Parmi les victimes se trouvaient au moins cinq employés de Halo Studios, dont des développeurs travaillant sur le prochain volet de Halo. L'ambiance au sein du studio est tendue, un initié ayant déclaré à Engadget que le studio est en « crise » sur au moins un projet, et que « personne n'est vraiment satisfait de la qualité du produit en ce moment ». Plusieurs membres du studio estiment que cette série de licenciements va au-delà de la simple rationalisation.
« Ils font tout leur possible pour remplacer autant d'emplois que possible par des agents d'IA », a déclaré le développeur de Halo Studios. Pourtant, les développeurs affirment que l'IA de Microsoft est loin d'être fiable.

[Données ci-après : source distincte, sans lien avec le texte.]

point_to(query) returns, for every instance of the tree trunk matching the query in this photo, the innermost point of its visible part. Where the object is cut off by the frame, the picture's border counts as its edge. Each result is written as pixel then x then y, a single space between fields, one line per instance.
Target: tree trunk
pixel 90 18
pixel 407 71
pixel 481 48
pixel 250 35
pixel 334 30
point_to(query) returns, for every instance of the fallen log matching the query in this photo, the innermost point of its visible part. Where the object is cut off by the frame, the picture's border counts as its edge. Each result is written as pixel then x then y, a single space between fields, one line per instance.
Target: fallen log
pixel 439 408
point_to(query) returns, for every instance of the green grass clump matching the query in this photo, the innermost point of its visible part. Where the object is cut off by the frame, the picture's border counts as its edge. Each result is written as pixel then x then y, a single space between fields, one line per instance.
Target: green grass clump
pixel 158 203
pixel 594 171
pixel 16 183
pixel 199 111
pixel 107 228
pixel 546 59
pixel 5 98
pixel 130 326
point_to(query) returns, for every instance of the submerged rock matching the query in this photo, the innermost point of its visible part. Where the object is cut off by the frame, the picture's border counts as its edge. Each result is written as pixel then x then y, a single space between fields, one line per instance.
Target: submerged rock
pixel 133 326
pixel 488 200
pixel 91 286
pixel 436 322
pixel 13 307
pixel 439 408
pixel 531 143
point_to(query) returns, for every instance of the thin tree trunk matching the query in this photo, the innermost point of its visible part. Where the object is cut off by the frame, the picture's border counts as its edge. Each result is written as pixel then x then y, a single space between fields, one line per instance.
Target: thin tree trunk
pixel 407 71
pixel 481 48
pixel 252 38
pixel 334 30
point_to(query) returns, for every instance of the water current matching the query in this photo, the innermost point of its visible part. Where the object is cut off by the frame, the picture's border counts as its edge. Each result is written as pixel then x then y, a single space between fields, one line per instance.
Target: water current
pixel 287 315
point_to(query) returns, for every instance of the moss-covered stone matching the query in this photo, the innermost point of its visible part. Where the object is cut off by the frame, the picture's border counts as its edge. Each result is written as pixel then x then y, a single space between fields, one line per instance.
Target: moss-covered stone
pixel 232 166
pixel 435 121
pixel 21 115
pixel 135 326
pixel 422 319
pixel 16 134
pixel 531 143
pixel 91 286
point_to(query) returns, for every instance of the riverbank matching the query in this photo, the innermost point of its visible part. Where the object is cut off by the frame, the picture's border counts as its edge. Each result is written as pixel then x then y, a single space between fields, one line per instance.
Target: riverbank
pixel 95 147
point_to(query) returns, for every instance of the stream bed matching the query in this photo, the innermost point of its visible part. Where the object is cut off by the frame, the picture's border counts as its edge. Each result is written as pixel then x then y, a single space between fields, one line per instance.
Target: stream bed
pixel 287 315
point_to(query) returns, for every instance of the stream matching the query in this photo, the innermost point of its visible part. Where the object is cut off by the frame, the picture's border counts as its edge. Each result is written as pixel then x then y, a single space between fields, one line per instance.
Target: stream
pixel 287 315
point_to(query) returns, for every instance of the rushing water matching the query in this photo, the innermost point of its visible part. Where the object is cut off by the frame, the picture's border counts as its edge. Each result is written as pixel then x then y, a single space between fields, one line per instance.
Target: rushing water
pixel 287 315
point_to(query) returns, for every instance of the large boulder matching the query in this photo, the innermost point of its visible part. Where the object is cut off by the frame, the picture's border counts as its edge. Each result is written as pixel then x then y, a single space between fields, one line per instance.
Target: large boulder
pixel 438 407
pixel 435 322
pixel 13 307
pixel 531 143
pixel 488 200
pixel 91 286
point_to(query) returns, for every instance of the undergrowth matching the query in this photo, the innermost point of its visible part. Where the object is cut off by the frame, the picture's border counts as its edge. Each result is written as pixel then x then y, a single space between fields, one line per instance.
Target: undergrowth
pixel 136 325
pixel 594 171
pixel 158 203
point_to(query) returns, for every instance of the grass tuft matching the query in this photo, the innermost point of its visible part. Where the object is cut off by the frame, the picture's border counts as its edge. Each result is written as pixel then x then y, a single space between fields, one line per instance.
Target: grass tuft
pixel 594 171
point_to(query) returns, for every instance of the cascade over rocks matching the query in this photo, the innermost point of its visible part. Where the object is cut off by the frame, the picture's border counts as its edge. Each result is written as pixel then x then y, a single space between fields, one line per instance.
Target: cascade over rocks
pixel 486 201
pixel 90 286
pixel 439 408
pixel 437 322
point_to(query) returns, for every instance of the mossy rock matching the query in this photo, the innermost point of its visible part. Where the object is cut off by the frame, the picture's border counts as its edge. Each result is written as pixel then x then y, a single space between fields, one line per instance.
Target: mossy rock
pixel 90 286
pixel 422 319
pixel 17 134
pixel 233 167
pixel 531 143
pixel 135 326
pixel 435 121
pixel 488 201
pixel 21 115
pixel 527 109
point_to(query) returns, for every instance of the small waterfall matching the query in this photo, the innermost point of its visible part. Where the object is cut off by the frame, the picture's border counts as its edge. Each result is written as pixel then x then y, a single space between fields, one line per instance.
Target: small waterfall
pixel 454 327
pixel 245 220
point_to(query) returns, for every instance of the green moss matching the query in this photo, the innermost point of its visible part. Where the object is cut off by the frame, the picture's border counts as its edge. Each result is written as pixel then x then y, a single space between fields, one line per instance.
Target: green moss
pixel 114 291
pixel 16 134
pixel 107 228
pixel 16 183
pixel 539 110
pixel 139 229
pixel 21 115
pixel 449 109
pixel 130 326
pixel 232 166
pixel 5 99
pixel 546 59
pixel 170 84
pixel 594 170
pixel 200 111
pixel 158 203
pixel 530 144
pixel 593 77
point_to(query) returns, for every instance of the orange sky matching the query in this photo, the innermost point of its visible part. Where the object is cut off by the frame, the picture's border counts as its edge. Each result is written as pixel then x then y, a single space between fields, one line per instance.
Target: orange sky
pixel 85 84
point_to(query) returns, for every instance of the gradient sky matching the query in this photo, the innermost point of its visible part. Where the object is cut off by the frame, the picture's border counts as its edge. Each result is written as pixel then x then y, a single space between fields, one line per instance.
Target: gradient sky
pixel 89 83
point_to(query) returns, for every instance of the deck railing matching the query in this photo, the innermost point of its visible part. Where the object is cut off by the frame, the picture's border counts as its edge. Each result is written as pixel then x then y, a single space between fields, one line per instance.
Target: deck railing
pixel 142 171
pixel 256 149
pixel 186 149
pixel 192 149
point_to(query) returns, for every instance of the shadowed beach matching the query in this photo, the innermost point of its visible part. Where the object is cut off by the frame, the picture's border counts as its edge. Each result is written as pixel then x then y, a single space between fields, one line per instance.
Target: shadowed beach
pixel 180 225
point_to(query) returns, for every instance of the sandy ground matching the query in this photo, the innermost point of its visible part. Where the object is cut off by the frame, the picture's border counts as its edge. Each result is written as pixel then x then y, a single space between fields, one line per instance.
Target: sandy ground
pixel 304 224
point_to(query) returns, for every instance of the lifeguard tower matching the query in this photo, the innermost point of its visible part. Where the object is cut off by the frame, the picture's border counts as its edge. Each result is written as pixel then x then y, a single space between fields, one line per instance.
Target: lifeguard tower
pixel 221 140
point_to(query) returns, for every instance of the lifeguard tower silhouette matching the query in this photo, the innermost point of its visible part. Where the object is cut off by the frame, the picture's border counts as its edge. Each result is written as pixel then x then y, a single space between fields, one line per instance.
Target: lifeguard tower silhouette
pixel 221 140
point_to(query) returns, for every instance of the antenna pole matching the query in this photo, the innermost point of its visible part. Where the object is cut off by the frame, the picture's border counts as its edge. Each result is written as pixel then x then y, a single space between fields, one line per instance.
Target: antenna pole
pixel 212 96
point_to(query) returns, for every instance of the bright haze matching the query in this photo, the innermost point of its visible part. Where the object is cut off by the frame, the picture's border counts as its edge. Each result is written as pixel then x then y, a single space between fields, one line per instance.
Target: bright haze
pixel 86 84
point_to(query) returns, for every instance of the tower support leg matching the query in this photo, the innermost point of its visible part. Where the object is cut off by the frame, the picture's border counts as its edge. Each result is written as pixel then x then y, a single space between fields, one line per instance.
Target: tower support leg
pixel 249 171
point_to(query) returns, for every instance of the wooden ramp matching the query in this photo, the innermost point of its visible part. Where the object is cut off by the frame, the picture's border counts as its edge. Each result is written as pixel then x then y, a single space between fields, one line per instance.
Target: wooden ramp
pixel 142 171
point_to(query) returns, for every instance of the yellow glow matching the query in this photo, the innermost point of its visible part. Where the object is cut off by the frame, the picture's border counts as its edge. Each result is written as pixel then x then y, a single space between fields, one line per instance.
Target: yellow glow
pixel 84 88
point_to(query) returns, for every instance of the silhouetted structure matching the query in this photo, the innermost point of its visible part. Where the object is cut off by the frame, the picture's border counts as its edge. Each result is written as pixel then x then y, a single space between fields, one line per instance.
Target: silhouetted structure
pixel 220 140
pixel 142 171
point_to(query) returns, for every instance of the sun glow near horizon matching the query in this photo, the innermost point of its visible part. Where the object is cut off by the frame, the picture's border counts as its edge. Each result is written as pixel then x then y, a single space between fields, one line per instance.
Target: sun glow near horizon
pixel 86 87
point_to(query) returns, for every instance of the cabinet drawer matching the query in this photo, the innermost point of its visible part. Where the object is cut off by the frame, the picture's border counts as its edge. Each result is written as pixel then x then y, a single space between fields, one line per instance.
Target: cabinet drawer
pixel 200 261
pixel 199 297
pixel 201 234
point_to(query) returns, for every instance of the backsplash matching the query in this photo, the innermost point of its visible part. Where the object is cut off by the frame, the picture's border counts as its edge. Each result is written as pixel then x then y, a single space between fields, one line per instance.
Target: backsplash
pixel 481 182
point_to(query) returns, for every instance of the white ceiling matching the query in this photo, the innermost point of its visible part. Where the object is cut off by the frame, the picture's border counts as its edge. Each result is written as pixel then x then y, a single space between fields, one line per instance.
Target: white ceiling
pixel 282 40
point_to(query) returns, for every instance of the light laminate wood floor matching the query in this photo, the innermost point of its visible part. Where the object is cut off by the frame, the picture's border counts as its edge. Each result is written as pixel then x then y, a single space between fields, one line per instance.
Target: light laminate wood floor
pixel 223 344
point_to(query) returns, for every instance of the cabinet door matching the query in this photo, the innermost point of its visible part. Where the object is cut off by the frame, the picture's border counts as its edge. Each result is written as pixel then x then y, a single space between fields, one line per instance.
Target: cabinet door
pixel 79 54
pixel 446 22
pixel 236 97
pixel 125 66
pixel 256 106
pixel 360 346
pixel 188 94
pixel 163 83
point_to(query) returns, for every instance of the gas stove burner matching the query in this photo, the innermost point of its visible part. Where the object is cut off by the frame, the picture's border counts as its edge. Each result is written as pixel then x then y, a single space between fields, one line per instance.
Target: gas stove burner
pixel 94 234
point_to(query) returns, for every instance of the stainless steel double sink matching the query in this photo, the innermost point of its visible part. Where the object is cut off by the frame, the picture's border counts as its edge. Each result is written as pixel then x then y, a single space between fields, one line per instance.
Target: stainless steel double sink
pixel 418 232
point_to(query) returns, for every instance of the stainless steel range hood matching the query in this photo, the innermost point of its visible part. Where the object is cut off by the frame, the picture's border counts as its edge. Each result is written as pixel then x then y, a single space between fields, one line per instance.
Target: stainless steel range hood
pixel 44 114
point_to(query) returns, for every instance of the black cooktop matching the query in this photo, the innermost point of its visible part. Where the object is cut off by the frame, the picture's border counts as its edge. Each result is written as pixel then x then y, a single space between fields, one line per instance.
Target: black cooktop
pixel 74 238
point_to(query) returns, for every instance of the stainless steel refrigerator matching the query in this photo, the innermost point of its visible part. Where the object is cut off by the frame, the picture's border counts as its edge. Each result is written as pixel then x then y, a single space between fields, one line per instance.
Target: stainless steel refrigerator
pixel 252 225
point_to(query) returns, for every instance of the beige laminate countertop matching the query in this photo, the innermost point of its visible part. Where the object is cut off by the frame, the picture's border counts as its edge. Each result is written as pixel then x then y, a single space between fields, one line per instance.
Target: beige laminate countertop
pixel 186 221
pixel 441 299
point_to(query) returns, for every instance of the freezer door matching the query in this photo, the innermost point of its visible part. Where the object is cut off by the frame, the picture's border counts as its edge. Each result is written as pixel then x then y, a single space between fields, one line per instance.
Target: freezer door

Jusqu'ici, Microsoft Copilot n'a pas réussi à convaincre les organisations qui l'ont testé
Microsoft utilise les modèles d'OpenAI pour alimenter Copilot, et offre des fonctionnalités très similaires à ChatGPT, avec des résumés d'informations, la rédaction d'e-mails, l'analyse de données et la génération d'images. Cela étant dit, la dynamique de ChatGPT et sa base d'utilisateurs existante semblent donner l'avantage au chatbot.
En juin 2025, ChatGPT comptait près de 800 millions d'utilisateurs actifs hebdomadaires et 3 millions d'utilisateurs professionnels payants, tandis que Copilot stagnait quelque peu, avec 20 millions d'utilisateurs hebdomadaires au cours de l'année écoulée.
En théorie, la course devrait être un peu plus équilibrée, puisque Windows est un système d'exploitation dominant dans le monde professionnel. Les vendeurs de Microsoft ont toujours pu utiliser la compatibilité avec Windows comme argument de vente efficace, mais ce n'est plus le cas, selon un rapport.
L’ambition de Microsoft était claire : créer un assistant IA professionnel hautement intégré, sécurisé, et capable de s’aligner sur les données internes de chaque organisation. Pour cela, Copilot s’appuie sur Azure et la technologie OpenAI (GPT-4), mais dans un cadre fermé, avec des garanties de conformité et de confidentialité propres aux grandes entreprises.
Mais cette promesse ne convainc pas toujours. Selon les témoignages recueillis par Bloomberg, de nombreuses entreprises hésitent à adopter Copilot, principalement pour des raisons de coût, de complexité d’implémentation, et de retour sur investissement encore incertain. À environ 30 euros par utilisateur et par mois, la facture grimpe vite pour les grandes structures. Certaines entreprises ont même activé Copilot, mais ont dû le désactiver en partie, faute d'usage réel par les employés.
Le quotidien évoque le cas d'une entreprise :
Au printemps dernier, le fabricant de médicaments Amgen Inc. a annoncé son intention d'acheter l'assistant d'intelligence artificielle Copilot de Microsoft Corp. pour 20 000 employés. Il s'agissait d'un soutien opportun au pari de plusieurs milliards de dollars de l'éditeur de logiciels sur l'intelligence artificielle générative, et Microsoft a vanté les mérites de son nouveau client Copilot dans trois études de cas distinctes.
Treize mois plus tard, les employés d'Amgen utilisent un produit concurrent : ChatGPT d'OpenAI.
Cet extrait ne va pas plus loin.